ANNIE SPRINKLE—POST-PORN modernist, tantric sex worker, "the Yoko Ono of porn"—is quick to defend her background: "If people think, 'You've seen one porno movie, you've seen them all,' they're wrong," she says, sounding as chipper as a travel agent. "There are many, many different types of pornography, and this show goes from one extreme to the next. It's great for people who don't know anything about porn and want to get a good overview of what it's about. Of course, you don't have to like porn to enjoy this show—it's also about personal change and society. And if you want to have a good laugh . . . laughgasms guaranteed! And you get delicious free popcorn, freshly made on location. So you don't need your raincoat."

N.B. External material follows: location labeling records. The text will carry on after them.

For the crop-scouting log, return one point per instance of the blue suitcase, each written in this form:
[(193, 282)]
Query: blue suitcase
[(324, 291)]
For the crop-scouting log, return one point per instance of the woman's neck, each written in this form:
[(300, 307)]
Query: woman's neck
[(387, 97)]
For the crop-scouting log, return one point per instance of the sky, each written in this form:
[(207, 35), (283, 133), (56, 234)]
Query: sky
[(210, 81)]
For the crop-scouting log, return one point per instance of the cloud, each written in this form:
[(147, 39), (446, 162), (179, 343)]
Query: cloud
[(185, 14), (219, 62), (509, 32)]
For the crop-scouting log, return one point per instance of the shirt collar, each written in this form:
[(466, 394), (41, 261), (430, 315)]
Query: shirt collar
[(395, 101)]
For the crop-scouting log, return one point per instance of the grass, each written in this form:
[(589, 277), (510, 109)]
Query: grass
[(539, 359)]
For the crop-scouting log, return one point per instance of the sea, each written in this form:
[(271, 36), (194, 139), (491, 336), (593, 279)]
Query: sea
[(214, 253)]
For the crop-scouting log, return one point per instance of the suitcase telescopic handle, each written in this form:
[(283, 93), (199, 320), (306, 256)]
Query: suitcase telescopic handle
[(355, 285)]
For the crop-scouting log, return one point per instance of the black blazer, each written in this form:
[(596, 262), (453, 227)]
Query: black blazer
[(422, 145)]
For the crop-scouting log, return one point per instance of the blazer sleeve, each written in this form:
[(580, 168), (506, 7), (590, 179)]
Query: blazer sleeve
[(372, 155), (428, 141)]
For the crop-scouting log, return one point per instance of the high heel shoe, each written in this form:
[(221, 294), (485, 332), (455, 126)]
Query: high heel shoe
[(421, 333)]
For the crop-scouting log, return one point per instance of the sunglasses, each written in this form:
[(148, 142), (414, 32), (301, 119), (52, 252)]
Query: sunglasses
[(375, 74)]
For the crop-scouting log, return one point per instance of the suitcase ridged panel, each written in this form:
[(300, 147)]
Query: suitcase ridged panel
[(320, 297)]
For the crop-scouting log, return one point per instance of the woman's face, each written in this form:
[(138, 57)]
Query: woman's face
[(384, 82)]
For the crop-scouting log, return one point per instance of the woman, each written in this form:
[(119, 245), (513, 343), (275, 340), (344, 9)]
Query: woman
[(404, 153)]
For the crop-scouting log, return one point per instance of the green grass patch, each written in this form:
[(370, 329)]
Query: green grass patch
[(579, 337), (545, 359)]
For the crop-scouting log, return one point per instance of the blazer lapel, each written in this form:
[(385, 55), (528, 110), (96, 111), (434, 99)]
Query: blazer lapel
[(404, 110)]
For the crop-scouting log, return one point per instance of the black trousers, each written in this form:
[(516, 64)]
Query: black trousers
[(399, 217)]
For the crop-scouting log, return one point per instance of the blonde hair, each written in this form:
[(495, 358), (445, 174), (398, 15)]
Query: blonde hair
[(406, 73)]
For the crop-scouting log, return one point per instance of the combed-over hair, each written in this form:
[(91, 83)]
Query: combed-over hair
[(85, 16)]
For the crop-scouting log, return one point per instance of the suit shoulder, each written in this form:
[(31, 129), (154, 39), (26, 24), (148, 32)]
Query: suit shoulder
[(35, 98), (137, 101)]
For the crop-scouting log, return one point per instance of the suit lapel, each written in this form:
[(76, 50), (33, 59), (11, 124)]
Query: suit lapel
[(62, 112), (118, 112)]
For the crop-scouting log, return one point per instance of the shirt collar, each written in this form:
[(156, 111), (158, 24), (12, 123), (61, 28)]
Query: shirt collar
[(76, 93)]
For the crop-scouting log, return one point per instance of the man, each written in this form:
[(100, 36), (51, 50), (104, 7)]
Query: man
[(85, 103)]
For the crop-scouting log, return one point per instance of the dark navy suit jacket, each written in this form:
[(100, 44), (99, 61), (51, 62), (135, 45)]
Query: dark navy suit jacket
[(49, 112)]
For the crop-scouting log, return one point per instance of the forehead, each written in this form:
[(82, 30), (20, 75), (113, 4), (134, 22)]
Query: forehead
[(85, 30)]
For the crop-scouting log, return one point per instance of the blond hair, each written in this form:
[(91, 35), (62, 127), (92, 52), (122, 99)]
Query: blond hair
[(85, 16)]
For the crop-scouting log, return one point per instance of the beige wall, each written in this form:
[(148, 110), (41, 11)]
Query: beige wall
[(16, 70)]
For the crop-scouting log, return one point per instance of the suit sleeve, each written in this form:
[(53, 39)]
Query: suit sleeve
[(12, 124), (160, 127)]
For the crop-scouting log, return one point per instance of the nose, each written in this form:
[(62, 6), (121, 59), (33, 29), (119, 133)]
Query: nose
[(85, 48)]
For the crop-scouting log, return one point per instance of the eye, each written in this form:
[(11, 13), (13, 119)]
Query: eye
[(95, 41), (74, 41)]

Annie Sprinkle's Herstory of Porn
Velvet Elvis Arts Lounge Theater
Sprinkle is an unapologetic booster for pornography, strenuously arguing the proposition that the antidote to degrading images of women is not censorship but the creation of more images—images that celebrate female sexuality. You may have seen the posters for her current show, Annie Sprinkle's Herstory of Porn, Reel to Real; they prominently feature her abundant breasts. "It's not just anyone's herstory of porn, it's mine," she says, and it's hard to imagine anyone else's porn career being half as remarkable. The one-woman play begins with Sprinkle's start in standard porn flicks, progressing into kinkier fare with the notorious Mitchell brothers, creators of the classics Behind the Green Door and The Devil in Miss Jones. After that, Sprinkle began directing her own movies. A spiritual awakening followed—in which she took up tantric sexual practices and new-age sexual healing rather than simply turning her back on all things smutty. Then she was discovered by the world of High Art: "My video Sluts and Goddesses is probably one of the few porn movies that's played at the Whitney Museum and the Museum of Modern Art in New York." After this "art phase," Sprinkle became a lesbian and made women's self-help porn, touring with her lover in a show called "Hardcore from the Heart."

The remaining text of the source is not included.